With the market panic having already wiped away more than US$11 trillion in global value, the head of the World Health Organization said the COVID-19 outbreak “is a controllable pandemic” if countries stepped up measures to tackle it.

“We are deeply concerned that some countries are not approaching this threat with the level of political commitment needed to control it,” WHO director-general Tedros Adhanom Ghebreyesus told diplomats in Geneva, according to a statement.

Following an overnight slump, Sydney tumbled 7.4 per cent Thursday to suffer its worst session since the 2008 global financial crisis.

Tokyo closed down 4.4 per cent, putting it in a bear market after slumping more than 20 per cent from a recent high.

Hong Kong shed 3.7 per cent, though Shanghai was off 1.5 per cent as China continues to see infection rates slow.

READ: Philippines’ Duterte announces containment measures in Manila to fight COVID-19

Manila crashed nearly 10 per cent – sparking a brief trading halt – after it emerged Philippines President Rodrigo Duterte would undergo a precautionary test for the virus.

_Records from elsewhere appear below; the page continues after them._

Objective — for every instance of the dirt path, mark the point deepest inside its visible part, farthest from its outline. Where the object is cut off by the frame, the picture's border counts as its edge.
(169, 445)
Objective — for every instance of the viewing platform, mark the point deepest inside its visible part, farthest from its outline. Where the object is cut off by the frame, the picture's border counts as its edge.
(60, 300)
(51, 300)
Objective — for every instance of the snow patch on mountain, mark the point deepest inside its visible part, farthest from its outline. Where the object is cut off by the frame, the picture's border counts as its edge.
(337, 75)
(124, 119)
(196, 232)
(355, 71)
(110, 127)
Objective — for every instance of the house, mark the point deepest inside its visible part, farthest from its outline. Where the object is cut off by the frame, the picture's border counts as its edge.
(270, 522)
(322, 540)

In the Gulf, Saudi dumped 3.0 per cent in value, Dubai tumbled 8.0 per cent and Qatar shed 4.5 per cent.

“Taking the view that the president’s travel ban has only further heightened the likelihood of a global recession … investors fled,” said Connor Campbell, market analyst at Spreadex trading group.

READ: US to suspend all travel from Europe for 30 days to fight COVID-19 outbreak

The carnage on stock markets spread to Europe, with losses accelerating in Paris and Frankfurt, which both fell more than 10 per cent after the ECB unveiled a series of measures to shore up the eurozone economy, but it did not lower interest rates like central banks elsewhere.

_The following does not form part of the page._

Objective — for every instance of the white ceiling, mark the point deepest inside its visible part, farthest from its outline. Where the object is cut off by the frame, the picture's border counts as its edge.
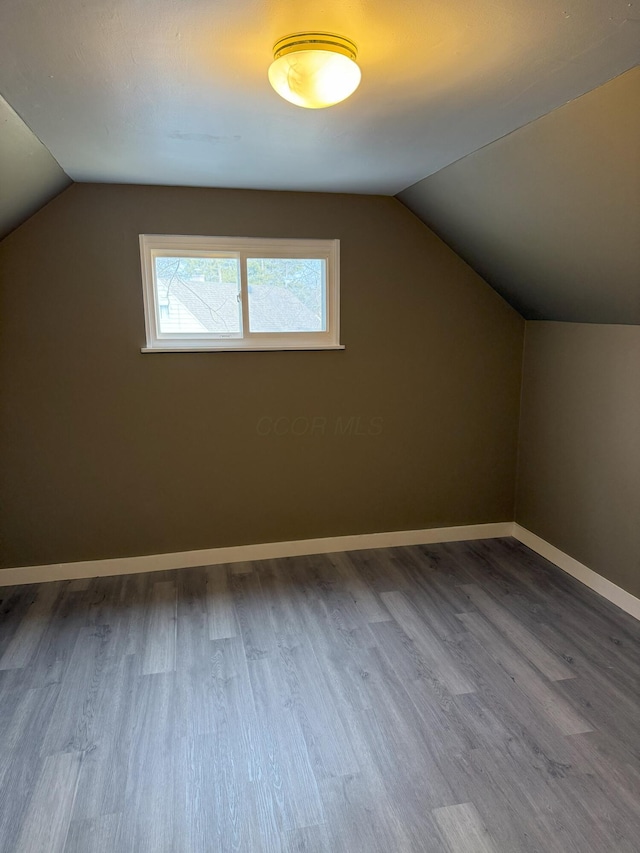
(176, 91)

“The crux of the matter … is that all of the efforts being made to curtail the spread of the coronavirus are going to produce negative economic outcomes that will weigh far and wide on earnings prospects since they are also curtailing consumer and business spending,” said market analyst Patrick J. O’Hare at Briefing.com.

MASSIVE NEGATIVE SIGNAL

“Travel restrictions equal slower global economic activity, so if you need any more coaxing to sell … after a massively negative signal from trading in US markets it just fell in your lap,” said AxiCorp’s Stephen Innes.

The coronavirus outbreak has left virtually no sector untouched, though travel and tourism have been particularly hard-hit as countries institute travel bans and quarantine requirements, with Italy in a country-wide lockdown.

READ: COVID-19 outbreak ‘a pandemic’ – WHO chief

The coronavirus market crash has wiped off US$11.3 trillion from global valuations as of the end of Wednesday, according to Howard Silverblatt, a senior analyst at S&P Dow Jones Indices.

The number of coronavirus cases across the globe has risen to more than 126,000 with 4,600 deaths, according to Johns Hopkins University.

OIL SLIDE

Elsewhere Thursday, oil prices were hammered, with benchmark Brent North Sea crude losing more than 7 per cent, as the travel restrictions will further dampen energy demand.

“We are now staring at the whole world going into a lockdown,” Vandana Hari, of Vanda Insights, said. “Oil demand can be expected to crash through the floor and all previous projections on oil consumption are now out the door.”

The oil market was already under pressure after Saudi Arabia and Gulf partner UAE stepped up a price war on Wednesday by unveiling plans to flood global markets.

The Saudi move was the latest escalation of a fight among oil producers after Russia balked at an OPEC-backed plan to cut production in response to lost demand because of the coronavirus.